Crucially, if someone has a different religion or culture or colour of skin, thats not overriding or affecting that delicate balance of power and trust. As a patient I am there to get medicial help, I am not there to provide validation for a staff member. And thats the point. Mutual respect and empathy.
The second that a patient is used as a tool for validation in ANY WAY by a staff member, thats where the line has been crossed between centring the patient and instead switches to centring the staff member. That includes pronouns.
Honesty and transparency HAS to be central. If you lie about ANYTHING, you lose that. Not just for you as an individual doctors, but for all the others doctors you work with. Everyone after has to spend a lot more time restoring that.
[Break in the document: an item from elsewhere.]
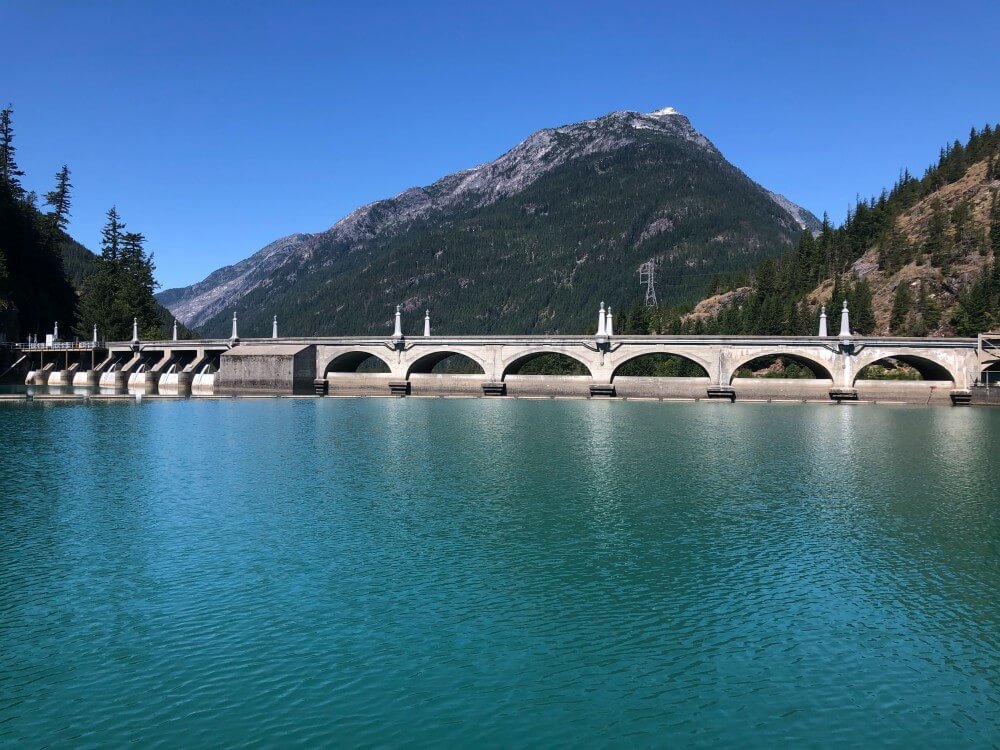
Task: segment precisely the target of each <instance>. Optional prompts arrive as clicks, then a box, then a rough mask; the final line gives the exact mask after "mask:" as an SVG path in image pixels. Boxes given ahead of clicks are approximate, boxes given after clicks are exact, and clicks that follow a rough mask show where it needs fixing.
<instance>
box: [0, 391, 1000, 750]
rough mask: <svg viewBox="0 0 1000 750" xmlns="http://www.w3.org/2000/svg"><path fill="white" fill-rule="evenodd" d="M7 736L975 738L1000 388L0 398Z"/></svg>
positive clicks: (600, 745) (2, 669)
Any doctor (and this includes others who facilitate lies), shouldn't be treating patients if they dont understand this as they risk harming vulnerable patients. Anyone in management who fails to recognise this, is undermining safeguarding protocols and well stood principles about how good relationships mean quicker diagnosis, quicker recovery and quicker discharges - in other words they are cost effect in the long term.
None of this is progressive to ignore how patients feel on this and to ignore the reality that women ultimately have good reason to distrust ALL males on an instictive level and asking them to ignore this instict just isn't workable nor in the best interests of absolutely anyone.